One answer is adopting a data-tagging standard that would encourage signage-specific fields with agreed-to naming conventions like duration, location, audience, and theme to standardize across assets.
The practice of free text naming is troublesome—like fields that say things like “Christmas message for staff in DFW office.” Much better is a hierarchical descriptor that says something like: Dallas > Staff Greeting > Language > Hispanic > Season > Holiday 2026.
When a network is richly and consistently described, operators get granular control and tools to efficiently filter and distribute content without requiring a lot of manual effort, and introducing errors.
That kind of CMS or content hygiene—with a clean, organized, and effective content library and fully, accurately described locations and endpoints—can also prevent messaging from becoming outdated or irrelevant.
Having an announcement still up, when the event has come and gone, is not a good look—it erodes credibility.
Fundamental Hygiene
Enterprises should think of CMS hygiene as fundamental to how they operate not only their screen networks, but all aspects of communication. It should be a prerequisite for AI transformation.
The development team at Poppulo recognized that when it started thinking about how to make the most of the mind-blowing tools and capabilities that were emerging from AI models and platforms.
While many other CMS platforms have focused on adding simple hooks to create things like AI-generated images and summaries, we focused deeper.
We built Analyze Agent to strengthen the operational health of the network itself. Instead of generating more content, Analyze Agent identifies opportunities to clean up and optimize what already exists. It surfaces unused or duplicated content, inconsistent tagging structures, outdated playlists, and structural inefficiencies that quietly accumulate over time.
In large, distributed networks, those small inefficiencies compound. Over months and years, they create clutter, confusion, and risk.

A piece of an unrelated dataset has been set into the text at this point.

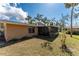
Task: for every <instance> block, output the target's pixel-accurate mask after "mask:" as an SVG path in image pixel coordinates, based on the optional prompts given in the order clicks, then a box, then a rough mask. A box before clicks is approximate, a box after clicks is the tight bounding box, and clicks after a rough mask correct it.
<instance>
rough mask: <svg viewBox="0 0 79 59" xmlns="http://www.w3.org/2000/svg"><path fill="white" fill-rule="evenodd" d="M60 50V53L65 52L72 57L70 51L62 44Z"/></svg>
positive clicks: (71, 53)
mask: <svg viewBox="0 0 79 59" xmlns="http://www.w3.org/2000/svg"><path fill="white" fill-rule="evenodd" d="M60 48H61V49H62V52H66V53H68V55H70V56H73V53H72V51H71V50H70V49H69V48H68V47H67V45H66V44H62V46H61V47H60Z"/></svg>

Analyze Agent also provides proactive device health insights—identifying offline players, playback anomalies, and infrastructure issues before they become visible failures on screens.
That translates to:
- Cleaner, more organized content libraries
- Reduced manual audits and cleanup projects
- Faster troubleshooting
- Improved uptime and network reliability
- Greater confidence in proof-of-play and compliance
Operators can manually comb through dashboards and logs to find these issues—but AI can continuously monitor the network, flagging risks and inefficiencies before they impact performance.
And when the network is clean, structured, and healthy—that’s when more advanced optimization and automation become possible.
Beyond The Basics
Just about any platform can schedule content to screens. The complication comes when there are many screens, many locations and a complicated mix of stakeholders with different needs and expectations.
Doing that manually is daunting. Doing that with data helps.
Doing it with a solid data foundation, and then optimizing it with AI—transforms it.
AI won’t fix a fragmented network, but when built on a clean, structured content operation, it turns digital signage from a broadcast tool into an intelligent communications system.
The question isn’t if you want AI, its whether your content operation is ready for it.